Post details: Latest findings show: We are all humans now, and the missing link is still missing

08/31/11

Permalinkby 01:30:47 pm, Categories: Commentary - OpEd, 509 words   English (CA)

Latest findings show: We are all humans now, and the missing link is still missing

by Denyse O'Leary
ARN correspondent

The emotional hunger of Darwin-driven science to find new human species (especially, unusually simian ones) has led to an amusing search for terminology to describe minimal differences. The word choices can be fun.

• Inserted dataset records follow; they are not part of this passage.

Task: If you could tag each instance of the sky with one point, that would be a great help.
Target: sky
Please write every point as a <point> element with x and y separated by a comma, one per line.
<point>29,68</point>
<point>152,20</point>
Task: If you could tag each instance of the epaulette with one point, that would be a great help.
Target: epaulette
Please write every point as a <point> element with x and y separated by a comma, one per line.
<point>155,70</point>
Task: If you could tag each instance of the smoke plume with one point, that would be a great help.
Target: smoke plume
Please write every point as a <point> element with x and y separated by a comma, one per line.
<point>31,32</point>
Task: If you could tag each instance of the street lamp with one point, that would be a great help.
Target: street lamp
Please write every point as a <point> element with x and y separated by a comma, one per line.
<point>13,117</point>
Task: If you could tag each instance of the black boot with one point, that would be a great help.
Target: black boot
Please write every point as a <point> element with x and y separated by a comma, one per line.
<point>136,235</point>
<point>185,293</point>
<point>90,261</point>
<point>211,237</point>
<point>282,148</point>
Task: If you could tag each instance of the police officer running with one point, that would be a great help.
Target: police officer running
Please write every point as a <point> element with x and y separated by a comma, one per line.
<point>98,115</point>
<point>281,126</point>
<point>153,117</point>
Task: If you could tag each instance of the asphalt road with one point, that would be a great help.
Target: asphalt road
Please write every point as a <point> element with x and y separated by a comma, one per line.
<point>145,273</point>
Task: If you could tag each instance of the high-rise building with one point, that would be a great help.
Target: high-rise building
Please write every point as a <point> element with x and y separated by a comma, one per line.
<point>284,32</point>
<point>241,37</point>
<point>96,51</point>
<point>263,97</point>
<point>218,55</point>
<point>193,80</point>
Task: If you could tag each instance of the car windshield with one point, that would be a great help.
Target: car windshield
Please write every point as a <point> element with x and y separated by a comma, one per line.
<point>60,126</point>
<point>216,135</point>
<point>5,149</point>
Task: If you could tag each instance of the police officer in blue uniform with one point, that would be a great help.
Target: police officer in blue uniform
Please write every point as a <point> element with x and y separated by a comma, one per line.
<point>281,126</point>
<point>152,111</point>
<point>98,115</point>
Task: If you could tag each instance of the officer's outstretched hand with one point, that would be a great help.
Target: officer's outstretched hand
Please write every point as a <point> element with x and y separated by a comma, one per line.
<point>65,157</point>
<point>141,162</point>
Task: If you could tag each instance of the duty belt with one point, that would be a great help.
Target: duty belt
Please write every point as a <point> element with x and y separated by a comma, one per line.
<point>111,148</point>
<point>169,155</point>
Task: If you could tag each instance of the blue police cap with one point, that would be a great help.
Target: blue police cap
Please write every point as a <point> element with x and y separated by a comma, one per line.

For example, in "Who Were the Denisovans?"(Science, 26 August 2011), Ann Gibbons explains,

Several fossils belonging to a previously unknown type of archaic human were found last summer in a remote cave in the Altai Mountains of Siberia. The discovery team called them the Denisovans after the cave.
"Type" as in "He's not my type"? As it happens, these people were somebody's type because genome mapping shows that our ancestors "mingled" with these people from 30,000 to 50,000 years ago and - it is thought - provided us with useful immunities. All the rest is shrouded in archaic darkness. A December 22, 2010 National Geographic News article by Ker Than, "New Type of Ancient Human Found—Descendants Live Today?", reveals a similar wrestle with terminology. From Evolution's "new twist": Neanderthal-like "sister group" bred with humans like us,"
A previously unknown kind of human—the Denisovans—likely roamed Asia for thousands of years, probably interbreeding occasionally with humans like you and me, according to a new genetic study.
"Kind", as in "He's not the marrying kind," surely; National Geographic can't mean the creationist idea of "kind." Actually, there is only a girl's finger bone and a large adult tooth to go on as yet, but they point to some possibility that Papua, New Guinea, Islanders inherited DNA from "these prehistoric pairings." The genetic evidence is very recent (2010), and casts an interesting light on the desperation with which many researchers in the last decade have sought to show that Flores man was a separate species, indeed, the "alien from Earth." Or, as one researcher puts it,
"Then these two papers come out, and I won't say they've turned the field on its head, but they certainly support a view that has not been well recognized for years" by geneticists, ...
Which is Darwinspeak for Not What Top People Wanted to Hear. "Interesting and exciting," also used here, often serves the same function, discreetly.

Journalist Ker explains,

The team has been careful not to call Denisovans a new species, opting instead to label them as a Neanderthal "sister group ."
Now they're "group." As in, "His family are an odd group."

One researcher observes,

"We really don't know how to equate differences in genome sequences with the species concept," he said. "You could have two genuine species, whose members cannot interbreed, but whose genomes are very similar.
Can you? Where is the publicity wagon when we really need it? Doesn't that undercut the whole enterprise?

In any event, many have suggested dropping the pretense that Neanderthals are a separate species.

As scientists "produce evidence that Denisovans interbred with modern humans (as did Neanderthals) then the implication is that modern humans, Denisovans and Neanderthals are all subspecies of Homo sapiens," he said.
Translation: The missing link is still missing.